Papa de Mad Max, George Miller a bientôt 80 ans. Alors que l’on attend en bavant la suite de Fury Road, il s’offre une récréation, Trois mille ans à t’attendre, un conte charmant et poétique sur l’imagination, la fiction et le pouvoir des récits qui structurent et régentent notre vie. Spécialiste en narratologie, vieille fille britannique à lunettes, Tilda Swinton découvre dans le Grand Bazar d’Istanbul une jolie fiole qui enferme… un génie ! Il lui propose bien sûr d’exaucer trois vœux en échange de sa liberté, sauf que l’érudite connait ses classiques et sait pertinemment que les histoires de vœux se terminent mal, en général. Pour la convaincre, le génie lui fait le récit de trois millénaires d’aventures extraordinaires mais aussi de déceptions amoureuses…

Cinéaste du mouvement et l’espace, George Miller passe une bonne partie de son film à cadrer Tilda Swinton et Idris Elba dans une chambre d’hôtel de 20 m2, même s’il s’offre une série de séquences épiques, sensuelles, dans l’esprit des Mille et une nuits, quand le djinn raconte sa life. Bien sûr, le conte philosophique se transforme bientôt en jolie love story, et Miller s’impose comme une force tranquille du 7e art, un djinn de la narration capable de jongler avec une dizaines de sous-intrigues, mais on a droit de préférer quand il pilote un Mad Max à 300 à l’heure…  

TEMPÊTE DE MERDE SUR YACHT DE LUXE

C’est le prince du fiel, le roi de la boule puante, un cinéaste qui trempe sa caméra dans l’acide avant de l’enfoncer bien profond dans nos névroses. Après sa Palme d’or pour The Square, Ruben Östlund est de retour sur la Croisette, et cette fois, il vomit dans le caviar et pète sur la meringue avec un objet malpoli, une incroyable parabole sur le pouvoir, les riches, notre rapport à l’argent et la lutte des classes. Dans Sans filtre (mauvais titre français pour Triangle of Sadness, en V.O.), en trois segments, il filme tout d’abord le repas en amoureux de deux mannequins d’Instagram qui s’affrontent indéfiniment pour savoir qui va régler l’addition. Puis, il les embarque dans une croisière de luxe, au milieu d’oligarques russes et de marchands d’armes. Mais tout va déraper pendant un dîner de gala… Déchaîné, Östlund lâche les chevaux, et lors une discussion alcoolisée sur le capitalisme et le communisme, il multiplie les scènes où les personnages vomissent, défèquent, à cause de la tempête qui secoue le yacht. C’est énorme, outrancier, du très bon mauvais goût comme dirait John Waters, mais Östlund étire les scènes au-delà du malaise, jusqu’à la rupture, à la manière de la séquence du préservatif dans The Square. Et il signe enfin un troisième acte stupéfiant où il inverse les rapports riches/pauvres, hommes/femmes… Un jeu de massacre d’autant plus drôle et troublant que c’est vers nous qu’Östlund tend son miroir. 

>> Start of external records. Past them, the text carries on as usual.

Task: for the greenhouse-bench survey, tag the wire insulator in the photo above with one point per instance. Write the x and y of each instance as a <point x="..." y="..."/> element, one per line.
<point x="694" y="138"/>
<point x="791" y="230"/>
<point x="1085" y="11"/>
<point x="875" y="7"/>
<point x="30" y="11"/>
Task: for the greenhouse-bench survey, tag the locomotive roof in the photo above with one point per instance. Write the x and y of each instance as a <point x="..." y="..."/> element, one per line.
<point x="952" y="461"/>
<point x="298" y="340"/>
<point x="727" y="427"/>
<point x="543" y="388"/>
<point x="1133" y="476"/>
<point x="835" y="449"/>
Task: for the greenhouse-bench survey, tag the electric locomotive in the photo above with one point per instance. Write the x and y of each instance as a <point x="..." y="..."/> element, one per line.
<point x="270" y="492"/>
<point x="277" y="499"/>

Frère et sœur d’Arnaud Desplechin
Sortie le 20 mai



Trois mille ans à t’attendre de George Miller
Sortie le 24 août

Sans filtre (Triangle of Sadness) de Ruben Östlund
Pas encore de date de sortie

LA PHRASE DU JOUR

« Je trouve ça super de faire des premiers films car on est plus à l’aise que le réalisateur… J’ai un seul regret sur ce film : que la scène de sexe non-simulée avec Laurent Lafitte ait été coupée au montage. Mais je crois que c’est pour des raisons de justice car je n’étais pas consentante… »

Blanche Gardin lors de la présentation du très réussi Tout le monde aime Jeanne à la Semaine de la Critique.